Another question dealt with who Vishy’s idols were. “I grew up idolizing Mikhail Tal and when I later met him I liked him even more. He was very simple and fun loving. He was the kind of a person who would go to a bar and play chess with any chess fan. I liked him both for his games and personality. I also admired Bobby Fischer, although I didn’t meet him until much later.” If Anand had to choose one World Champion from the past with whom he had never played and would like to play, who would that be? “I am slightly curious about Paul Morphy. I always found his dominance very hard to explain. Not in the sense that I didn’t understand how he was beating people but just how was it that he came out of nowhere and started beating just about everyone! So, maybe Morphy!”

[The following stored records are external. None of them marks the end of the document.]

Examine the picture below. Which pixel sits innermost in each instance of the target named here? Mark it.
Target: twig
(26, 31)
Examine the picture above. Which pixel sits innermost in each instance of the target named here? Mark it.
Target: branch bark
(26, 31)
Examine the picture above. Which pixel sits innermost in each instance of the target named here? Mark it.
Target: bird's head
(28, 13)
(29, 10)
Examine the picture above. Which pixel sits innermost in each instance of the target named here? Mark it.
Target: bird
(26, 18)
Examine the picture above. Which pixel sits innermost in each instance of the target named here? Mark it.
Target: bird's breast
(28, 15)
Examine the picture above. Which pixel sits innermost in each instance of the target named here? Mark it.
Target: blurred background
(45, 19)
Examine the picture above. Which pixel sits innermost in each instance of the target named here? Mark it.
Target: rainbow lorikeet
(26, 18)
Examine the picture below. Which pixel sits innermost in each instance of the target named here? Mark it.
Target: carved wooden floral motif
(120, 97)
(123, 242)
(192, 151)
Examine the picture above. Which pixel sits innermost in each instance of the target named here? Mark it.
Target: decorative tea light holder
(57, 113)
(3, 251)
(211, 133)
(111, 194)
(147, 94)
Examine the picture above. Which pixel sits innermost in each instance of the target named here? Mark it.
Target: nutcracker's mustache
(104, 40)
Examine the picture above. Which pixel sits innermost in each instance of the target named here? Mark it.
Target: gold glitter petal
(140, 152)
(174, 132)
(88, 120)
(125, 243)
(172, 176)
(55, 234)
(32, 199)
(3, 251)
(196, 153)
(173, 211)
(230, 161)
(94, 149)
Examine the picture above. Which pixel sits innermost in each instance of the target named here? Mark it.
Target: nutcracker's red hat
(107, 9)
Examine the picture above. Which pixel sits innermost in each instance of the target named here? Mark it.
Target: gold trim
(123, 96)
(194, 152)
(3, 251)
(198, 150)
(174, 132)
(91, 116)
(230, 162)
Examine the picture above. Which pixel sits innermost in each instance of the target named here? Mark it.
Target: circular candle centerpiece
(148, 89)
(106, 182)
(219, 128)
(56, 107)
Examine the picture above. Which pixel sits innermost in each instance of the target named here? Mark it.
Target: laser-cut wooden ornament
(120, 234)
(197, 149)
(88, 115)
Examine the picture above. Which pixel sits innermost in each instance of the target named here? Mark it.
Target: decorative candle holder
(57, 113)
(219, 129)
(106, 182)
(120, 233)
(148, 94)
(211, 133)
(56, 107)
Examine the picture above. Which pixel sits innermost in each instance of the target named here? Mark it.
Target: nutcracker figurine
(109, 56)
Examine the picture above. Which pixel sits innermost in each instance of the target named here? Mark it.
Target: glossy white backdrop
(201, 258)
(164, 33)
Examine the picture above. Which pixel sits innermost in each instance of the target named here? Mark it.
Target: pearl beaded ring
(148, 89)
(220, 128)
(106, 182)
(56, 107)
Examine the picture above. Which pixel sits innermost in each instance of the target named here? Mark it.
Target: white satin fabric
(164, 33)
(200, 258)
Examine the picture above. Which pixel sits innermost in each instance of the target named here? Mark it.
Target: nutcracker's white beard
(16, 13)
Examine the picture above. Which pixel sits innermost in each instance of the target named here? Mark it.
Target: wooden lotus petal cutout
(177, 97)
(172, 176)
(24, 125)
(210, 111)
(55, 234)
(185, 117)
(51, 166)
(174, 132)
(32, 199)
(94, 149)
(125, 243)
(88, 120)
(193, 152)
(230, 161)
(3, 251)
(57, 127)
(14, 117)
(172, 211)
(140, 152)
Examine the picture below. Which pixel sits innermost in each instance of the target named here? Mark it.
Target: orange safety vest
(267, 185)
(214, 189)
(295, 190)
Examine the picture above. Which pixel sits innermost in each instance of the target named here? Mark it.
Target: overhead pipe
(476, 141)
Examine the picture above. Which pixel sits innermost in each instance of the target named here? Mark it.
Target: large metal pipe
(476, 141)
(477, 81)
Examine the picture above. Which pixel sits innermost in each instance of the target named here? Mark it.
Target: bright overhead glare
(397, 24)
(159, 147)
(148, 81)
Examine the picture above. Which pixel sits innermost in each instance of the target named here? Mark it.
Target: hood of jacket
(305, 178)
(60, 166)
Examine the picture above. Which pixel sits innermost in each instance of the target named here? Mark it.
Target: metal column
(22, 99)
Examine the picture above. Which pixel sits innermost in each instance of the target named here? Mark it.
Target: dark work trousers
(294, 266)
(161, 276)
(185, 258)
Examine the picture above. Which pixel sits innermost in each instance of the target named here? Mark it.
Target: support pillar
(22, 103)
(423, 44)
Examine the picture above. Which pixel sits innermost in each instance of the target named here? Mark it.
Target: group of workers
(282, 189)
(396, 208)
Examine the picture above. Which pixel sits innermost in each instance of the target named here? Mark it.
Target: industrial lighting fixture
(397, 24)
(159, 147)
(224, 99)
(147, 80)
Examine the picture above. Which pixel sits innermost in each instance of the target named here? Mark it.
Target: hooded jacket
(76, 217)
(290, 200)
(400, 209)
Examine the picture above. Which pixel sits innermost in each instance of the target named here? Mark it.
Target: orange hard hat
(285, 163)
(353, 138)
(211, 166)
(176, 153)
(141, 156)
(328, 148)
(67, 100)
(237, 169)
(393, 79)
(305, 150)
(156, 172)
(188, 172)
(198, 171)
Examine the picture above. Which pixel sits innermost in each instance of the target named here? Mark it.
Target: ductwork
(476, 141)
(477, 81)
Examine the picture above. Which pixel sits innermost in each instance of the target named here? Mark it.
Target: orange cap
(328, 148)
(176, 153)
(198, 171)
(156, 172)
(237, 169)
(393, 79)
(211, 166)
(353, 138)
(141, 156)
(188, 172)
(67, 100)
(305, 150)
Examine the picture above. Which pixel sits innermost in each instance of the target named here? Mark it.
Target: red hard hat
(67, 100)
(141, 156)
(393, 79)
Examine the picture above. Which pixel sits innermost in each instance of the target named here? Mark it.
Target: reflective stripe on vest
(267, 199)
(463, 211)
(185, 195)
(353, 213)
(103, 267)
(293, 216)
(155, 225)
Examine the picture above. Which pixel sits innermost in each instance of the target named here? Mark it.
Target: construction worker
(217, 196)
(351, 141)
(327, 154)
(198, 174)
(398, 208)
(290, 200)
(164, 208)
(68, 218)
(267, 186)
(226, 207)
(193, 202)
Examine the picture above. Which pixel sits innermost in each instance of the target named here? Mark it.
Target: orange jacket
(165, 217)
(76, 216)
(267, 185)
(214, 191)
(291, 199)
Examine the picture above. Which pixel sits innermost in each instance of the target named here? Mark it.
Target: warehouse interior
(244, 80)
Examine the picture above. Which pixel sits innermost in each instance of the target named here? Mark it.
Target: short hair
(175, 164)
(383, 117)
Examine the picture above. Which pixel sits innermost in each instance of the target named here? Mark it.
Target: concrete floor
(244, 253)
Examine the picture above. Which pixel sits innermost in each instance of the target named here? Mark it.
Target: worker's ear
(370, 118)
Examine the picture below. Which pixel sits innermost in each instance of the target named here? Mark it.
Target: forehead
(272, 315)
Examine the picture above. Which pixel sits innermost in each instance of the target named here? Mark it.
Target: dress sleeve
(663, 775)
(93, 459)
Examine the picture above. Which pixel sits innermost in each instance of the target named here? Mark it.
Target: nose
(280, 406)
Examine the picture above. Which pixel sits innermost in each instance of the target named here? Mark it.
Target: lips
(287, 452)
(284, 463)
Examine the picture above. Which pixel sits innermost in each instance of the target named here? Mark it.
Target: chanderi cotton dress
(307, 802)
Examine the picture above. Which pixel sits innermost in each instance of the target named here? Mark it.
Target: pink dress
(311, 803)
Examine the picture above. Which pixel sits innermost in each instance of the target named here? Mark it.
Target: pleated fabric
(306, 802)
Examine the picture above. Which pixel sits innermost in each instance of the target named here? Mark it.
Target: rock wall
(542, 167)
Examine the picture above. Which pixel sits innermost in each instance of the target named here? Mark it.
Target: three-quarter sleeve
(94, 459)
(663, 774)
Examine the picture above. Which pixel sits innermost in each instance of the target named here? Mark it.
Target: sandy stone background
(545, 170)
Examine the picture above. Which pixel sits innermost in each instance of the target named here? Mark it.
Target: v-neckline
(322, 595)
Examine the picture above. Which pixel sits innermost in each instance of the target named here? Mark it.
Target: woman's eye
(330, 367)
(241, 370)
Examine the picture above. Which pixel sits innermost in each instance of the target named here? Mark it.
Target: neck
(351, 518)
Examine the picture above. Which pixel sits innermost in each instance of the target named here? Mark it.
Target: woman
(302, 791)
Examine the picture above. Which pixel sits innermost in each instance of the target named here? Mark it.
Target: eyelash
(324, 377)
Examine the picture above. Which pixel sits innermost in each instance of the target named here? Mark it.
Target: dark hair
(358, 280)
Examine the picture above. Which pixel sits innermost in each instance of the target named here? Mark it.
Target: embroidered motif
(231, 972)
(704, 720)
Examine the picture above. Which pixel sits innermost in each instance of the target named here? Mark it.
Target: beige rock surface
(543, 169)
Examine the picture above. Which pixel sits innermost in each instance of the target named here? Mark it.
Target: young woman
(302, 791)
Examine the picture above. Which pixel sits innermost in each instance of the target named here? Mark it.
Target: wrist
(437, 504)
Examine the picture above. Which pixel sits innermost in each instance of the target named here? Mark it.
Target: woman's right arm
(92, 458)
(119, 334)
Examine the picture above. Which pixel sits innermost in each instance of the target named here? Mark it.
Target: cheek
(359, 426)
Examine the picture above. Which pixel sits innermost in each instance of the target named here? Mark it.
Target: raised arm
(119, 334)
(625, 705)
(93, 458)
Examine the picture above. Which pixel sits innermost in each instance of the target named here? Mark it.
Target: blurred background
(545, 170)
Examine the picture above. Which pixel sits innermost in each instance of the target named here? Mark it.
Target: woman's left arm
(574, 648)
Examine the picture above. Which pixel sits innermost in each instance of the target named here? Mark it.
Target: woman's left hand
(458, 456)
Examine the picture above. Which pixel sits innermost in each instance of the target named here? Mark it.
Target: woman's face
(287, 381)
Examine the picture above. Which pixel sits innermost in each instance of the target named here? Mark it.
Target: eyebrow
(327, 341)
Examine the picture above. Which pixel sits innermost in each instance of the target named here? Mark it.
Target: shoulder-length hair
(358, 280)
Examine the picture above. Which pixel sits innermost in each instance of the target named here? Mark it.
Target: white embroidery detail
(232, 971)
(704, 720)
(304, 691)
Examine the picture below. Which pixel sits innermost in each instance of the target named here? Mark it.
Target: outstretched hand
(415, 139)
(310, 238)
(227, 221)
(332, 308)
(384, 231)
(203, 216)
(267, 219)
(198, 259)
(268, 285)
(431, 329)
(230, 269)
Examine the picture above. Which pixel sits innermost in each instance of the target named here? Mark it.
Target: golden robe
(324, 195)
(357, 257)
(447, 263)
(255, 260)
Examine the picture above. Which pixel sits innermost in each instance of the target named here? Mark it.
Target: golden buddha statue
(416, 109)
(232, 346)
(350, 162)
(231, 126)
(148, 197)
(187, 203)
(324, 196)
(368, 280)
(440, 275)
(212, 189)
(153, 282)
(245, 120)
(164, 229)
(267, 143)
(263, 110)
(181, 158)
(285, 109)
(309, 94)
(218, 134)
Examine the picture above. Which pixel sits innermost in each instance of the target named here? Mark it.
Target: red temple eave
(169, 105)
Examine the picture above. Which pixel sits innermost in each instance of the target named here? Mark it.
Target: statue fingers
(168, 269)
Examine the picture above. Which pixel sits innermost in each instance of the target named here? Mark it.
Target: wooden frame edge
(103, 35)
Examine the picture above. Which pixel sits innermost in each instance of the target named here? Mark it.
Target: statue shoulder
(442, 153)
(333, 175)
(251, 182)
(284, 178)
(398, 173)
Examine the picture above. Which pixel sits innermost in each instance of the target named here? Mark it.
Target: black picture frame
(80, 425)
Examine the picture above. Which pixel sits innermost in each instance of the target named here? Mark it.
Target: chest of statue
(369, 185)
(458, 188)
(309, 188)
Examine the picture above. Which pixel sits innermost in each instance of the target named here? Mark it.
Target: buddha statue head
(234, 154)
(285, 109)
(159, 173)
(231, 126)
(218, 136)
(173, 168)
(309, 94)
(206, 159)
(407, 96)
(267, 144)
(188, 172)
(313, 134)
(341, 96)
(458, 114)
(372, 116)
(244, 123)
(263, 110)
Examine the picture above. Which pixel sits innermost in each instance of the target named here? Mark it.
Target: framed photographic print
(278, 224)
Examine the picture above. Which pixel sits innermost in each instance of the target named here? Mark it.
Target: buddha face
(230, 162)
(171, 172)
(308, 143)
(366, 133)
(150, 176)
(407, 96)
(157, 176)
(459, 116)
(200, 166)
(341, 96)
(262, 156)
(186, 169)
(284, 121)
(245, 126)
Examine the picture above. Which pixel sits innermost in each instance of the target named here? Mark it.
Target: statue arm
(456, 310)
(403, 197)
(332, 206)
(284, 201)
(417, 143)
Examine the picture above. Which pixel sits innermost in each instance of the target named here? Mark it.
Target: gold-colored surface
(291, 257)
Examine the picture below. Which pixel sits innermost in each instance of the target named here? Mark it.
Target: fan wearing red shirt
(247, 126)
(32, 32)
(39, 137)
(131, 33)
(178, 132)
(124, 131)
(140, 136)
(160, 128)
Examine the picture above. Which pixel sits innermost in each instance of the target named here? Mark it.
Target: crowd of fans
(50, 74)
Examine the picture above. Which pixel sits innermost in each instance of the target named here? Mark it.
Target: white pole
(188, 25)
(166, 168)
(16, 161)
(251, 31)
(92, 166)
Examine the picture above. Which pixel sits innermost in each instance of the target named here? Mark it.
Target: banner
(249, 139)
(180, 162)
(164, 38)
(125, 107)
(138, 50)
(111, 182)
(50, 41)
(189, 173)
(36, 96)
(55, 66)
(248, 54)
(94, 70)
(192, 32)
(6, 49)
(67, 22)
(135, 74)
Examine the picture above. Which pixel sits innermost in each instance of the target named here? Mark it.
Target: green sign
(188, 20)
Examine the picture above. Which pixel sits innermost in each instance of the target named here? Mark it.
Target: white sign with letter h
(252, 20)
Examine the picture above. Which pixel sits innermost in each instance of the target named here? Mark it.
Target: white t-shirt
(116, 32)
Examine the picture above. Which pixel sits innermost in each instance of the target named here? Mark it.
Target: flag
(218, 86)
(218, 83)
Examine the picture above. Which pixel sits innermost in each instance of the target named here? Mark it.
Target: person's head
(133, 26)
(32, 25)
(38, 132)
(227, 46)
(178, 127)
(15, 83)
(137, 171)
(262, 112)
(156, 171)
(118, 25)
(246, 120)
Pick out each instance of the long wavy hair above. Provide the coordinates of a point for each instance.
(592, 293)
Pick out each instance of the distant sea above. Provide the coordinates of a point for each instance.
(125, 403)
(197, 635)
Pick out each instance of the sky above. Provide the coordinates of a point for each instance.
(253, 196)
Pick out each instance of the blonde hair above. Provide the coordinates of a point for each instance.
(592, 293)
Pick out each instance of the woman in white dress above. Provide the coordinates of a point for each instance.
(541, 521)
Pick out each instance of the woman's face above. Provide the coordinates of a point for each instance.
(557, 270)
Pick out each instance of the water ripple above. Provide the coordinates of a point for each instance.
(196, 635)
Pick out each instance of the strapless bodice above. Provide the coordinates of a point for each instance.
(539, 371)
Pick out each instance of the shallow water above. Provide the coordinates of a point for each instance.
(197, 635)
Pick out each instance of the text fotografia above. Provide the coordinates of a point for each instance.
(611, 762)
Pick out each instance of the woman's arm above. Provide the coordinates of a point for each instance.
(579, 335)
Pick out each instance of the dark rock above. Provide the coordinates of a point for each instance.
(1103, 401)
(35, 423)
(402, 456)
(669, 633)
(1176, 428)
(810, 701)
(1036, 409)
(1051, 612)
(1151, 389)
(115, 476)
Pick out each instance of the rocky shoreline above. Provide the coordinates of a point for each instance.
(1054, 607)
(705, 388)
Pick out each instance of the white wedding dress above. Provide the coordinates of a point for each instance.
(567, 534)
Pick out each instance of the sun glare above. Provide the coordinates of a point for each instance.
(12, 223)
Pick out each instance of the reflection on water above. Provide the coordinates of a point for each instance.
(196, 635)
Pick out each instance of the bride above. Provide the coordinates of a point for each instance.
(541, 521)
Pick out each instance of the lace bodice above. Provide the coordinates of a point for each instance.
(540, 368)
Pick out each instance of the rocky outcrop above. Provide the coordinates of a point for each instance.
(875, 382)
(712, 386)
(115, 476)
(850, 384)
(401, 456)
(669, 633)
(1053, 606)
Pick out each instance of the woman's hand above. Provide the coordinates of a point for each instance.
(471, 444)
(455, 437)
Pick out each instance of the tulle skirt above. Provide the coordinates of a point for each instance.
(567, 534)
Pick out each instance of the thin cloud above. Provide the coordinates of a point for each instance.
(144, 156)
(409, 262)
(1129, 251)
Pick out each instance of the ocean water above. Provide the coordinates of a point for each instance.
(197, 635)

While all this was going on, one boy suddenly came up on the stage, took the mic from Harish Bhimani’s hand and asked, “How should I become a World Champion like you?” The entire crowd applauded, not only for the boy’s question but also for his courage to go up to the stage unannounced. “It starts and you take it game by game. The most important thing is to practice often. That was a good advice in the past and it still is because the only thing that differentiates you from others is your playing skill on the board.”
And to cap it off one of was a question which is on the minds of just about every parent whose child plays chess – how do we balance academics and chess. “In the beginning it was not so bad for me, as I wasn’t playing so much chess to affect my studies. But later on, let me diplomatically say, I didn’t make 100% anymore! I still did reasonably. I think it is just a question of blocking time for your studies, doing it and finding time to play. It’s not a big conflict because I don’t believe that the time you get in not playing chess will be immediately spent in studies and vice versa.”
The Kamat family has more than 550 hotels all over India. Vithal Kamat is one of the most successful entrepreneurs of the country and has recorded his highly interesting journey in the book “Idli, Orchid and willpower”, which was a Marathi bestseller. What would be his advice to young and budding entrepreneurs? Kamat replied, “Find the Gap, Tap and Map.”
A wonderful evening thus came to an end. The Indian chess fraternity thanks Vishy Anand for all that he has done to popularize and develop a chess culture in this country!